Но работа над деятельностью больших полушарий и в тех границах, которые мы себе поставили, является исключительно трудной. В силу чрезвычайной реактивности коры полушарий и грандиозной массы раздражений, постоянно на нее падающих, деятельность ее характеризуют две основные черты: чрезвычайная обусловленность и естественно с ней связанная текучесть явлений, составляющих эту деятельность. Почти ни при одном явлении нельзя быть уверенным в обладании всеми условиями его существования. Малейшее колебание внешней среды или внутреннего мира, часто едва уловимое или совершенно не подозреваемое, резко меняет ход явлений. Понятно, что при таком положении дела здесь в особенности горько дают себя знать обычные слабости мысли: стереотипность и предвзятость. Мысль не может, так сказать, угнаться за разнообразием отношений. Поэтому так часто приходится ошибаться при этой работе. Я уверен, что и в переданном материале немало промахов, и даже больших. Но, посягая на такую сложность, не стыдно и ошибаться. Вот почему я так долго медлил с систематическим изложением нашей столь продолжительной работы. В силу указанных свойств предмета постоянно возникают новые вопросы, а позади остается еще много нерешенных вопросов. От намеченных задач нас часто отвлекает неожиданное и нередко смущает многое непонятное с принятой нами точки зрения.
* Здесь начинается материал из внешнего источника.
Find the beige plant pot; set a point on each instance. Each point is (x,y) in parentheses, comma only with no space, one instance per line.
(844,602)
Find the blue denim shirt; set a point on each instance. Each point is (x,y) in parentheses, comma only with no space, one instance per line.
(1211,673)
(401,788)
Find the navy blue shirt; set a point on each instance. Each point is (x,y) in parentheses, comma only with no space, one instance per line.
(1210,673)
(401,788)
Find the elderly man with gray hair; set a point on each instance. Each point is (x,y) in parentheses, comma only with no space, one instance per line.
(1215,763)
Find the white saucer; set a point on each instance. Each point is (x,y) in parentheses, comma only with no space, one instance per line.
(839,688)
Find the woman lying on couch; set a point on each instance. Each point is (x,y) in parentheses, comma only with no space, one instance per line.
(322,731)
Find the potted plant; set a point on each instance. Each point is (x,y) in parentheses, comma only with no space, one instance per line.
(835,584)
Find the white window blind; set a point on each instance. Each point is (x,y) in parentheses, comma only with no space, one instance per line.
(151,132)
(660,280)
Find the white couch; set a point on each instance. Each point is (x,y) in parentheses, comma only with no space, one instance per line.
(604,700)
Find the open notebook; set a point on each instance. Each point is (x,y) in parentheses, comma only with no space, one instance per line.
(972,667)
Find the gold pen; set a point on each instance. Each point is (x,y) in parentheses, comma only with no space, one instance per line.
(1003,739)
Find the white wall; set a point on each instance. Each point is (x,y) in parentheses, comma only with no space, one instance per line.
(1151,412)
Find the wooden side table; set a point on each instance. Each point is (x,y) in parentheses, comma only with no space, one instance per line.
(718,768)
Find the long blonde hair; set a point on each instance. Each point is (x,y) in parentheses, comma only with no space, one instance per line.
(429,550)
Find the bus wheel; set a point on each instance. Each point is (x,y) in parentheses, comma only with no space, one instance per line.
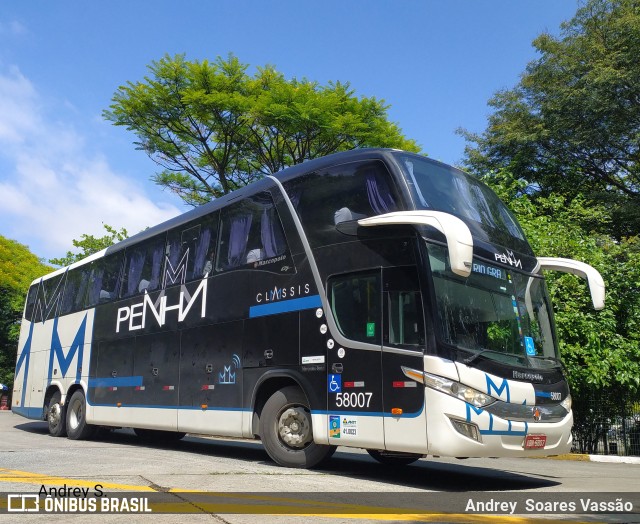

Эту общую характеристику работы над большими полушариями я и хочу дать в этой заключительной лекции, опираясь опять же на наш фактический материал, не нашедший себе места в предшествующих лекциях.
До какой степени явления в исследуемой нами области сложны и как они тонко и многообразно обусловлены, я думаю, особенно ярко показывают два следующих наблюдения, относяшиеся к последнему периоду нашей работы.
Вот собака, о которой была не раз речь в предшествующих лекциях, подвергшаяся сильному влиянию чрезвычайного наводнения и представившая после применения определенного нашего приема изолированное функциональное поражение в звуковом анализаторе. Целый месяц сплошь при решении некоторой задачи, именно при выработке дифференцировки на высоту тона, она держалась вполне нормально. При продолжительности изолированного условного раздражения только в 10 секунд секреторный эффект достигал 5 капель. Отчетливо выступала разница между сильными и слабыми раздражителями. Подаваемую после условных раздражителей пищу собака брала сразу и ела жадно. В станке стояла спокойно. Теперь вводится, повидимому, очень маленькое изменение в опыте. Изолированное условное раздражение удлиняется на 5 секунд. И сейчас же вся условнорефлекторная деятельность резко нарушается.
Вот подлинные цифры опыта.
Первый раздражитель во втором опыте дает секреторный эффект больший, чем обычный, что и понятно, так как изолированное условное раздражение удлинено на 5 секунд. Пищевая реакция на условный раздражитель - живая, и пища сейчас же съедается. Все обещает обыкновенный опыт. Никаких указаний на какую-нибудь экстренную ненормальность этого дня нет. Но уже в паузе обращает на себя внимание какое-то беспокойство животного. А затем выступает явная парадоксальная фаза. На сильные раздражители секреторная реакция исчезает, и подаваемую пищу собака в первый раз берет с опозданием, а во второй раз и совсем не берет. На слабый же раздражитель секреция есть, хотя и уменьшенная, и пища берется сразу. На другой день при обычной продолжительности условных раздражений в 10 секунд положение дела еще более ухудшается. На все раздражители секреторный эффект отсутствует, пищу при сильных условных раздражителях собака не берет, при слабом ест. На третий день все вернулось к норме, лишь тон, примененный первым в день с удлинением изолированного условного раздражения, имел ослабленный секреторный эффект, вдвое против нормальной величины. Опыт был повторен с тем же результатом. Какая тонкость реагирования, какое значительное действие от ничтожного изменения условий опыта!